Before Stacy Lewis won the Kraft Nabisco Championship about two months ago, she was a successful college golfer trying to make the challenging transition to the professional ranks, but one with a compelling story to tell.

Lewis, 26, underwent back surgery right after her high school graduation to relieve scoliosis, a condition that causes excessive curvature of the spine. The surgery resulted in the insertion of a steel rod and five screws in her back that allowed her to put aside the back brace she had to wear for the previous seven years.

So when Lewis, who by all descriptions is basically a shy person, captured a 3-stroke victory at the 2011 Kraft Nabisco for her first major - indeed, her first win of any kind on the LPGA Tour - she received well wishes and praise not just from LPGA fans but from others who suffer with scoliosis.

"My agent told me that usually he gets e-mails when somebody wins saying just 'Congratulations' and that's it," she said. "But mine were 'Congratulations' and then people telling me their life story of how my win inspired them. It's just kind of different, I guess."

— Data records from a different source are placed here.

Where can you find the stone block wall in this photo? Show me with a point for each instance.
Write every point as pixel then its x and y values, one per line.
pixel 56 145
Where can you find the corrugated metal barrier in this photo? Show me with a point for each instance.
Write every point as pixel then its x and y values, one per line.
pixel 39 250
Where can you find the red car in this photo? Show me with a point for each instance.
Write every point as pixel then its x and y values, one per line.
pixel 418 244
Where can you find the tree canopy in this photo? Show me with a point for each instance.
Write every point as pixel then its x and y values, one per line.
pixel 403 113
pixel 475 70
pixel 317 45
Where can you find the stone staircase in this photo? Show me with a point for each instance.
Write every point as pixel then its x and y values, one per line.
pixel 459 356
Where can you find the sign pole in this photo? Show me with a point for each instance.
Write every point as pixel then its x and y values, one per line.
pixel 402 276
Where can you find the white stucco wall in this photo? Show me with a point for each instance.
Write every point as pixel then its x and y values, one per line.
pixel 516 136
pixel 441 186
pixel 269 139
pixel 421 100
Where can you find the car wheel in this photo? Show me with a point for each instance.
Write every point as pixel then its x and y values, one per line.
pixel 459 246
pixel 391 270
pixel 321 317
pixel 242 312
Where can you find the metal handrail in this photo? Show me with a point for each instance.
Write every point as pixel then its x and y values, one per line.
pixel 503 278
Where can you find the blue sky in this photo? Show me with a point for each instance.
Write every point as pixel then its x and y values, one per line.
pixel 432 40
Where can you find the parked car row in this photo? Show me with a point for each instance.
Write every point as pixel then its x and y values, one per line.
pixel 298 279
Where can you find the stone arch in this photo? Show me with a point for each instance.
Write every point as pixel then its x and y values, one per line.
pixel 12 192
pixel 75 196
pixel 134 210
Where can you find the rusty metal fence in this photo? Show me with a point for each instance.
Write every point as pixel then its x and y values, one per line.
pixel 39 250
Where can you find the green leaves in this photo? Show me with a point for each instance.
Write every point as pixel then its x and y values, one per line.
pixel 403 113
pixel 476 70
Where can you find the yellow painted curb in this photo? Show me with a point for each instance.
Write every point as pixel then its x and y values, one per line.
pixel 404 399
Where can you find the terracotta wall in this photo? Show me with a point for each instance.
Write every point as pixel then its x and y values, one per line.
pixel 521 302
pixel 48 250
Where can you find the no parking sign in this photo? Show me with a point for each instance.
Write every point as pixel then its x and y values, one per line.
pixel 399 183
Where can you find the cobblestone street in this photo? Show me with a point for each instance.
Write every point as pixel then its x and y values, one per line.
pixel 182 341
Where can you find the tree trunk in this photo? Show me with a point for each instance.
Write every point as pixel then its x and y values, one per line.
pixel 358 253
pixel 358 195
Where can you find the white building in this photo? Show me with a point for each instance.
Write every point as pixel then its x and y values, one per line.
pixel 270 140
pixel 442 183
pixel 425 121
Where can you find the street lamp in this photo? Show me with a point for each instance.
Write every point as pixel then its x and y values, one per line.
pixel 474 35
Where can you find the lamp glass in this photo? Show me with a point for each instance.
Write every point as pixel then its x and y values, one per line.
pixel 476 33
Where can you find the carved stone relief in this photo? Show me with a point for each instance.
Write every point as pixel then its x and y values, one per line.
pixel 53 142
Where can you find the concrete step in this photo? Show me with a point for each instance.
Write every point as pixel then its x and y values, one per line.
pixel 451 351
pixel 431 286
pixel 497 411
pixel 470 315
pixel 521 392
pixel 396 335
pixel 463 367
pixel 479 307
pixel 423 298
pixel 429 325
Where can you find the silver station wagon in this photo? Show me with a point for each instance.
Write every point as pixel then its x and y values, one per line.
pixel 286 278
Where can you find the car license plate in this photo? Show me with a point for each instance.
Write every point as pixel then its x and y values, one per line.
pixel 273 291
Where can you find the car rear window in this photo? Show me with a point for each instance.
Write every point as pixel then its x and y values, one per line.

One of Lewis' biggest fans is 15-year-old Grace Desjardins of Malvern, who just completed her freshman year at Notre Dame Academy. Desjardins, who has worn a back brace for five years because of scoliosis, first met Lewis two years ago at the McDonald's LPGA Championship, and the pair have stayed in touch.

"Whenever I play well, she's usually one of the first people to e-mail me," Lewis said.

Desjardins said she got in her e-mail extra early after the Kraft Nabisco.

"It was great, she's such a great role model," Desjardins said. "I knew she was going to get a lot of e-mails and calls afterward, so I wanted to make sure I got mine in. She's such a great example of what you can become and what positive thinking can do."

After her gutty win over Yani Tseng, the world's No. 1 player, at the Kraft Nabisco, Lewis looks ready to become the next great American star. Then again, she has had to show a lot of guts to get to this point.

She was diagnosed with scoliosis when she was 11. She loved to golf but had to wear a back brace, which was particularly cumbersome during the hot summers in her native Texas. She said she and her mother fought over whether she needed to wear it but added, "I had to do it, and I'm glad I did."

After her surgery, Lewis redshirted her freshman year at Arkansas and then became one of the nation's best collegiate players. She won 12 tournaments in her career and earned all-American honors all four years. She tied for third in the 2008 U.S. Women's Open and won the LPGA's qualifying tournament later that year.

She finally broke through for her first triumph in her third LPGA season, and now the attention on her has increased exponentially, not just because of the way she played golf but because of her story. She'll be one to watch this week at the ShopRite LPGA Classic at Seaview Resort in Galloway Township.

She accepts the interest, but a bit grudgingly.

"I don't really like being in the spotlight," she said. "I'd rather just go about my business and not let anybody know about it. But it comes with the territory. Like my mom says, 'If you're going to play good golf, you've got to learn how to do everything else.' So I'm trying to learn to like it and learn how to be better at it.

"It's still kind of weird, me walking through an airport and somebody wanting an autograph or something like that. It's a good adjustment to make. But I'm still the same person, for sure. I haven't changed a bit."

But her fans, like Grace Desjardins, are delighted to see her in the spotlight and getting the attention. And Lewis knows how fortunate she is to be in this position.

"It just made you appreciate being able to play every day, and practice and be more thankful just for the little things," she said.